Rabat - Three days after King Mohammed VI instructed Head of Government Saad Eddine El Othmani to chair a committee to find solutions to water scarcity in the kingdom, El Othmani has promised that the group will “definitively resolve” the problem by 2018.
Rabat – Three days after King Mohammed VI instructed Head of Government Saad Eddine El Othmani to chair a committee to find solutions to water scarcity in the kingdom, El Othmani has promised that the group will “definitively resolve” the problem by 2018.
The ministerial committee appointed by the King to solve the problems of water scarcity in rural and mountainous areas “will soon begin its work,” said El Othmani at the Council of the Government held on October 5.
“The water issue is now strategic for the government following the royal instructions,” said the head of government.
The committee, formed by the ministers of the sectors concerned, will meet next week, according to a statement read by the government spokesman Mustapha El Khalfi after the government council.
The monarch gave the order to tackle water scarcity on Monday, while chairing a meeting of the council of ministers in Rabat which discussed the issue of dropping water reserves in several regions in the kingdom.
In recent months, residents of different regions, especially rural areas, have complained about an increasing scarcity of drinking and irrigation water. In cities like Ouazzane, Beni Melal, Zagora, Sefrou, and Azelal, Moroccans took to the streets to draw the government’s attention to the issue.
In rural areas, many groups organized long-distance marches to the regional government offices, sometimes facing blockades set up by the Gendarmerie.
The rate of access to drinking water in rural areas is expected to reach 96.5 percent by the end of 2017, with the state investing more than MAD 1 million in water supply projects, announced Secretary of State in charge of Water, Charafat Afilal, during the July 25 parliamentary session.

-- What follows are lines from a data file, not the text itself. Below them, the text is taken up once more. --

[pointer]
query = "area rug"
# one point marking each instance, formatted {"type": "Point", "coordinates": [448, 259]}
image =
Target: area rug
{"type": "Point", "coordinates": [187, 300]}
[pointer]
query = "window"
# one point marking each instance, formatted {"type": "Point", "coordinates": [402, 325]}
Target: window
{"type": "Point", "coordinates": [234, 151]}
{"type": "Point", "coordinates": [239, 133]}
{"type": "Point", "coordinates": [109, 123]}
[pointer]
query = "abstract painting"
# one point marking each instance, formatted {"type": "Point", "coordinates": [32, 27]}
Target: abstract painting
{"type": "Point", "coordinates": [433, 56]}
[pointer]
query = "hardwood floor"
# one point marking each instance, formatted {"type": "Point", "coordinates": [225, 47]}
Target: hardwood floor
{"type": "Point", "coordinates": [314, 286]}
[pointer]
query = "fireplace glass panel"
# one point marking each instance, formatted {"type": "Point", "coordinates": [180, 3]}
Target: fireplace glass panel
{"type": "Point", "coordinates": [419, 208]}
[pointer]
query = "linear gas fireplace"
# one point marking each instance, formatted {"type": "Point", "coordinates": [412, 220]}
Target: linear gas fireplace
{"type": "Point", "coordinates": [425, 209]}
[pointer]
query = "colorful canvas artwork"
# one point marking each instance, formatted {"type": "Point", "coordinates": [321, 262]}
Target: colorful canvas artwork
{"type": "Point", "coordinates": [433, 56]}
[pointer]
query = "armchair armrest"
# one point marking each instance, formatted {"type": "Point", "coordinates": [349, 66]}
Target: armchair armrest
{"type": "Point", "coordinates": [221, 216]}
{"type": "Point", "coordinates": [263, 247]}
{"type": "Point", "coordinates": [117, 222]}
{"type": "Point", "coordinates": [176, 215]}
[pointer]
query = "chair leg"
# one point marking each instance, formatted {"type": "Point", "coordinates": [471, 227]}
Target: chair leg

The government is in a critical position with regards to water policy. Morocco is one of the 36 countries facing “extremely high” levels of baseline water stress, with more than 80 percent of the water available to agricultural, domestic, and industrial users withdrawn annually. This leaves various communities and economic activities vulnerable to water scarcity, according to World Resources Institute, which has led to the current regional demonstrations on water scarcity.